In the aftermath of the school shooting in Parkland, Florida, my heart is heavy with a range of emotions. The news is full of stories depicting heroism and amazing accounts of survival. However, this devastating event causes me to wonder why this keeps happening.
Will violence ever be eliminated? Probably not; we are an imperfect people with personal and relational issues.
In addition to our imperfection, one thing has become clear as I train school bus drivers and teachers across the country in behavior management: Common sense is not always common practice. Statements made after trainings include: "I am going to start greeting all my students at the door with hello," "I am going to stop being so angry and yelling," "I will be more intentional in my interactions with students in the hallways," and, "I will learn my students’ names.”
Having said that, I would like you to put aside any preconceived ideas about school climate, school culture, and school shootings. I would like to encourage you to not let over-familiarity take away the opportunity to see something fresh.
Reports on school shootings, such as William Woodward and Sarah Goodrum's assessment of the 2013 Arapahoe High School shooting in Colorado, identify areas of common concern for schools regarding a proactive approach to school shootings. Those include threat assessments, information sharing, and systems thinking. Each of those components is vitally important to school safety. However, I would like to focus on the third component, systems thinking.
Systems thinking is sometimes also referred to as group think. According to Irving Janis (1972), group think occurs when a group makes faulty decisions because pressures from the group lead to a deterioration of "mental efficiency, reality testing, and moral judgment.” Woodard and Goodrum (2016) state it this way: "The evidence of faulty systems thinking ... included a tendency for group think, a reluctance to reflect on and admit failure, and the minimization of sincere concern."

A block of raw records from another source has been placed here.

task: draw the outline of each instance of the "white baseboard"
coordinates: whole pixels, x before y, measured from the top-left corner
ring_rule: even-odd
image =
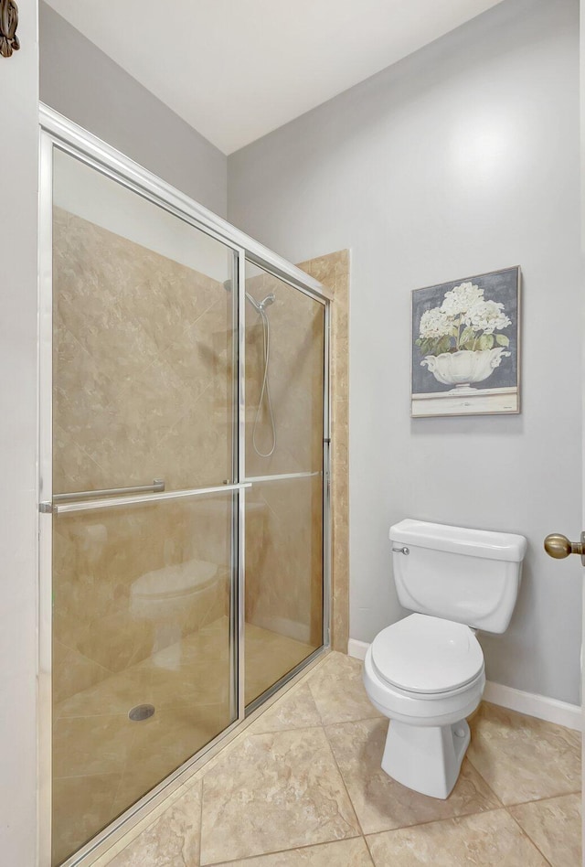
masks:
[[[347,656],[354,657],[356,659],[365,659],[369,645],[367,641],[358,641],[357,638],[350,638],[347,642]]]
[[[356,659],[365,659],[368,647],[367,641],[350,638],[347,642],[347,653]],[[546,695],[523,692],[521,690],[515,690],[502,683],[493,683],[491,680],[485,684],[484,700],[510,711],[536,716],[538,720],[546,720],[547,722],[565,725],[568,729],[577,732],[583,730],[583,717],[579,704],[569,704],[567,701],[549,699]]]
[[[547,722],[565,725],[568,729],[575,729],[577,732],[583,730],[583,717],[579,704],[569,704],[568,701],[549,699],[546,695],[537,695],[536,692],[523,692],[521,690],[504,686],[503,683],[493,683],[491,680],[485,684],[484,699],[510,711],[518,711],[520,713],[546,720]]]

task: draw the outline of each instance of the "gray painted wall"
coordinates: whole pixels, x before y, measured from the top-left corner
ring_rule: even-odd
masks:
[[[39,14],[41,100],[225,217],[225,155],[46,3]]]
[[[0,852],[36,863],[37,223],[36,0],[19,0],[20,51],[0,59]]]
[[[229,159],[229,219],[292,262],[350,247],[351,636],[403,614],[389,525],[528,538],[488,677],[579,701],[578,0],[505,0]],[[520,264],[522,414],[410,418],[410,290]],[[552,464],[548,464],[552,458]]]

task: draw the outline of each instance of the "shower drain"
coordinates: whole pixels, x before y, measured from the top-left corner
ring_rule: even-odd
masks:
[[[143,720],[149,719],[154,712],[154,704],[137,704],[135,708],[132,708],[128,712],[128,716],[133,722],[142,722]]]

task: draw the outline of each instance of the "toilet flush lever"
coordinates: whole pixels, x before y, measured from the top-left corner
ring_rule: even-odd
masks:
[[[570,541],[562,533],[550,533],[545,539],[545,551],[555,560],[563,560],[569,554],[579,554],[581,563],[585,566],[585,532],[581,533],[580,541],[578,542]]]

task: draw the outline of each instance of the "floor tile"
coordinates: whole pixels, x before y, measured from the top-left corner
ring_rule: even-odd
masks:
[[[376,867],[548,867],[504,809],[375,834],[367,845]]]
[[[420,795],[397,783],[380,767],[387,731],[385,719],[325,728],[365,834],[501,807],[466,760],[447,800]]]
[[[306,729],[321,725],[321,716],[308,685],[293,688],[255,720],[250,733]]]
[[[510,807],[509,812],[552,867],[580,867],[581,796],[561,795]]]
[[[201,784],[192,786],[111,867],[198,867]]]
[[[217,867],[373,867],[373,863],[364,838],[356,837],[245,861],[224,862]]]
[[[580,789],[580,734],[484,702],[467,755],[504,804]]]
[[[381,717],[362,683],[362,663],[330,653],[309,678],[309,687],[324,725]]]
[[[358,834],[321,728],[250,735],[204,777],[202,864]]]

The “minimization of sincere concern” is a red flag for an unhealthy school culture — a school’s values and beliefs, which then yield the climate in which teachers, adults, administrators, and students interact on a daily basis. We need to guard against this response.
In a University of Northern Colorado magazine article, Goodrum stated that “in a culture of ‘we are fantastic,’ highly invested in achievement, failure can be considered a crisis,” which makes it very difficult for a student to say they are struggling or need emotional support.
9News in Denver aired a segment with a gentleman who emailed after the Parkland shooting, admitting that he was almost a school shooter. This individual, Aaron, talked about how his lack of love was a motivating factor behind his violent and suicidal thoughts as a teenager. However, one family (not knowing his thoughts or mental state at the time) had him visit their home to celebrate who he was. They showed him love, and that he was worth being around.
"If you see someone who looks like they need love, give it to them,” Aaron wrote in the email. “Even a small hug, a word, or a smile could actually save lives."
This is where over-familiarity can come into play, as well as preconceived ideas about how to be proactive in preventing school shootings.
As a population, we have a preconceived idea that our teachers, administrators, transportation personnel, school resource officers, campus monitors, lunch room employees, custodians, secretaries, and every adult in the school system knows how to build relationships, identify struggling students, and de-escalate student behaviors.
Some individuals have these skills mastered. However, it seems now is a good time to re-evaluate those skills.
As school systems we post signs about being kind, stopping bullying, and, in some states, Safe2Tell anonymous reporting systems, but what do those signs mean? What is kind? How do we stop bullying? In what ways can we identify high-risk students and then intervene to provide them the supports they need? What does it mean to connect with a student? Why are classroom expectations and procedures important? How does adult behavior impact our culture and climate?
Something needs to change for the safety and benefit of our students. We need to be reminded that the power of a simple hello is priceless and connecting with students is transformational.